Monday, September 30, 2013

Forget The Former Things

This transition from full-time ministry to full-time student was hardly a transition.  It was more like a rude awakening, cold water thrown in my face.

When they say that coming down from the mountain at camp is coming down from a sort of high, they aren't kidding.  It becomes your life, up there.  Everything you have, everything you do is all in one place, and your focus and mission is always clear.  Never is there doubt of what you are doing, or when you should be doing it.  Everything is on a set schedule; every meal is set before you, every activity clearly presented.  There is no technology, no other worlds pulling you to and fro.  You are just there.  In the midst of a mountain valley, quiet and at rest in the midst of the organized chaos.

You have no choice but to be in the moment.  There is no escape, no time to talk to people in other worlds.  You are just there.  My soul found the rest and quiet it had never known before.  It was so peaceful there.  God inhabits that place in ways I never thought possible.  There, in the valley surrounded by charred trees and underbrush, God is.  Peace that passes understanding dwells in that place.  There were times when I could swear that I heard the very voice of God whispering through the trees and rushing towards the vast expanse of sky, then turning, and rushing down into my soul.
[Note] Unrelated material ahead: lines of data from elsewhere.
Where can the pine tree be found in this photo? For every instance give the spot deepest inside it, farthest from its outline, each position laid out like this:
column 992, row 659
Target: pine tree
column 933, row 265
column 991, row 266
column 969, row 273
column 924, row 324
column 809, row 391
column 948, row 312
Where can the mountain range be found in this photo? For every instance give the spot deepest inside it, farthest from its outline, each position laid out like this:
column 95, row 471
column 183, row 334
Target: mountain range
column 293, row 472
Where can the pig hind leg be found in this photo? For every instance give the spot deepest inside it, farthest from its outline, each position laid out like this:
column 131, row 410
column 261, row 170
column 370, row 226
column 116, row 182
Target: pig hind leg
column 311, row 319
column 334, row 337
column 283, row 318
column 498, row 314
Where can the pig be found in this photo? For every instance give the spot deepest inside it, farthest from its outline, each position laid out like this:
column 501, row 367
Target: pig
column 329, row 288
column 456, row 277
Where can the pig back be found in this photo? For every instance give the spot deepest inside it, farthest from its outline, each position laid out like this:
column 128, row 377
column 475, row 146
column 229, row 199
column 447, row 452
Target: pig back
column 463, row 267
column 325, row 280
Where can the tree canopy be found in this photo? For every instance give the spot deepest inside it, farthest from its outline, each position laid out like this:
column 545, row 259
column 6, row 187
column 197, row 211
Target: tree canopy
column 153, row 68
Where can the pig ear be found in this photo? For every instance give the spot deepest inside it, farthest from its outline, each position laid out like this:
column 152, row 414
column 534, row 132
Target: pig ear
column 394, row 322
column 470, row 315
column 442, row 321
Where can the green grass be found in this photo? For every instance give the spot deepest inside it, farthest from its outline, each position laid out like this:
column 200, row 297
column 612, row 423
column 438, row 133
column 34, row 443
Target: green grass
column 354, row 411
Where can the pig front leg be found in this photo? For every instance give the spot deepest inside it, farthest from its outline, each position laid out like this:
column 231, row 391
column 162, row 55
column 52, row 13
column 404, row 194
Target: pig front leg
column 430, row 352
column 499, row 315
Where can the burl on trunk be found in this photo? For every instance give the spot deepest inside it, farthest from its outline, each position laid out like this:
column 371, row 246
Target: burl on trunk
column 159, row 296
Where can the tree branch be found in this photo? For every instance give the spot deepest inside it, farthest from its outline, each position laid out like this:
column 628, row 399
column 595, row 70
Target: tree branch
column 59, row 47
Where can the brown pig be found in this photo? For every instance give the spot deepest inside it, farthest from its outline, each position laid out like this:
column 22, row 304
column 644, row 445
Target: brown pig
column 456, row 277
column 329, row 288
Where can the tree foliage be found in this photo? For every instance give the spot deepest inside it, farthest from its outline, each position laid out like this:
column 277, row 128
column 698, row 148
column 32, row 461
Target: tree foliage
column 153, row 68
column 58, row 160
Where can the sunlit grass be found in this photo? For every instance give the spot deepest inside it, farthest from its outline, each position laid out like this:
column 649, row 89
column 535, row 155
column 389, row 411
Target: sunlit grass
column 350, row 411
My heart was healed.  Healed from the aches and pains of the previous semester.  Healed of insecurity, worry and fear.  Healed of the past.

"Forget the former things; do not dwell on the past.  See, I am doing a new thing!  Now it springs up; do you not perceive it?  I am making a way in the desert and streams in the wasteland." ~Isaiah 43:18-19.

And now I find myself immersed in my school and work once again.  How do I remember all that God did this past summer as I bury myself in my studies?  How is His presence revealed to me here, in the chaos and the noise of school?

I don't know.  But I hope He shows me.  


Thursday, September 19, 2013

Wild at Heart or Dying at Heart?


"Safe?  Who said anything about safe?  'Course he isn't safe.  But he's good." ~C.S. Lewis

I love this quote from C.S. Lewis.  It's from the Chronicles of Narnia, and it refers to Aslan.  He is a good lion after all, but not a tame one.  He is wild.  He's not scary, just wild.  He's a free spirit, full of passion.  Wild at Heart.

I'm reading "Wild at Heart" by John Eldredge, a book written for Christian men, showing them how God made them wild at heart.  They NEED a cause to fight for, an adventure to set out on, a maiden to rescue.  But first, they must find their heart.

Where is it?  It's buried in things our culture has told is are important.  An education, career, money, fame, awards.  And life got buried with it. 

As I've been reading, I've been thinking that men are not alone in losing their hearts.  My heart often gets buried beneath due dates, work, school, an internship, and just....stuff.  When I pull out my crocheting, mentor Sr. High girls, or read books I actually want to read, I find it again.

But this, this is the question that has been haunting me.  Why do I do this to myself?  Why do I let my heart get buried beneath grades, reading assignments, papers, and projects?  Why do I let it get buried beneath the critiques of my writing, friends in pain, and lots of work?  It's not worth it.

And so I'm on a journey to re-discover my heart.  Might it mean unfinished homework?  Yeah,  probably.  Might it mean missed commitments?  Yep.  Lower grades?  Perhaps.  But today, I have made a resolution.  My heart can no longer live in mediocrity, burying itself to get through the last  three semesters of school.   I resolve to find my heart again, to breathe, to do things I love to do that I don't have time to do.  Because my heart needs to be found, and captivated.  And you know what?  I bet I'll find some other hearts along the way.